Credit for finding and reporting the first Inyo County Brown Pelican goes to Brad Schram who supported his observation with written documentation. Brad is an excellent and experienced birder, author of A Birder’s Guide to Southern California, and an all around good guy. On 1 July, he was driving south on Hwy 395 and as he passed Owens Lake he observed an immature Brown Pelican flying north. He lives on the coast, sees Brown Pelicans all the time and knew that they are not expected inland. He posted the sighting on Calbird, a birding bulletin board, which helped spread the word.

Because we were out of the area, we were gnashing our teeth until we could return on 6 July. The next day a visit to Tinemaha Reservoir turned up an immature Brown Pelican! Phone calls and a posting to the Eastern Sierra Birds website helped alert local birders, some of whom dropped what they were doing to drive to the reservoir to see our newest neighbor. Photographs and documentation were submitted by almost everyone who saw the bird, insuring that the “Doubting Thomases” of the future would not have any room for doubts!

To complicate the issue, Steve Holland reported an immature Brown Pelican at June Lake on 3 July. Were all three sightings of one bird? Did the Owens Lake bird go north to June Lake and then return south to Tinemaha? Or, was each a different individual? Because it is such a rare species in the Eastern Sierra one should conservatively claim only one. However, there were dozens at reservoirs in Arizona so it is not impossible that there were three birds. A similar situation occurred on 6 July 1998. A Magnificent Frigatebird was seen at Tinemaha Reservoir at the exact same minute that one was seen over Mono Lake. A few hours later one was seen at Diaz Lake. Obviously there were at least two birds but there might have been three. Again, there were frigatebirds reported outside their normal range during the same time in many parts of the state.
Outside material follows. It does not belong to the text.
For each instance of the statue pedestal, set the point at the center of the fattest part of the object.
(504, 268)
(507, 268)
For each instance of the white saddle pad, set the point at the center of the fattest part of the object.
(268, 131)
The sad ending to this story is that on 10 July Susan Steele found the Tinemaha Reservoir bird floating dead. Unlike its cousin, the American White Pelican who feeds by scooping fish as it swims, the Brown Pelican feeds primarily by plunge diving. This is not a good idea in shallow water reservoirs like Tinemaha. In all probability it died of starvation, but a record of its occurrence was validated by the many photographs and documentation by observers who turned an exciting personal sighting into a scientific record that will easily pass the test of time.